All the Canadian banks should start a joint venture for a Canadian credit card.
Yes, Interac debit is an alternative in many situations, and that’s a Canadian company.
i don’t get cashback on debit
Cashback is stealing from the poor to give to the rich.
I have a CC while being an EU citizen. Main reason is calamity while traveling, it’s just accepted at so many places so it could bail me out. I still buy 99,99 % of my stuff debit though, I don’t need most purchases ensured, also i don’t like doing my finances one month behind, I like it one month ahead, so paying my CC bills after 30 days is a net negative for me.
Do I understand correctly that ‘cashback’ is the fact that if you return stuff, you get the refund cash and not wired to your account/digitally put back on the debit card? If so, can you explain the importance of that for your situation? If not, could you explain to me what ‘cashback’ means in this context?
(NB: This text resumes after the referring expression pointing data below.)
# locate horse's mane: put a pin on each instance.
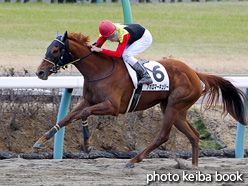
(79, 37)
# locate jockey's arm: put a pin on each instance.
(119, 51)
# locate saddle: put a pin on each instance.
(159, 76)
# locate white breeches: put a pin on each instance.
(136, 48)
I’m not the person you were asking, but:
Source: https://www.ratehub.ca/blog/best-cash-back-credit-cards-in-canada/
Of course, they wouldn’t be doing this if you weren’t paying them at least the refunded amount somewhere else - through fees, or through people’s average interest payments, or through price increases applied by the stores to cover the fees they pay to the credit card companies.
No, cashback is literally a “use this credit card and we’ll give you 1% of your money back as a reward” then they charge the vendor 3% to process the transaction.
but you can easily get more than 1%. You can easily get 4% for stuff like gas and groceries. It adds up to quite a bit over the course of a year
Oh, ok… gosh… Thanks for explaining.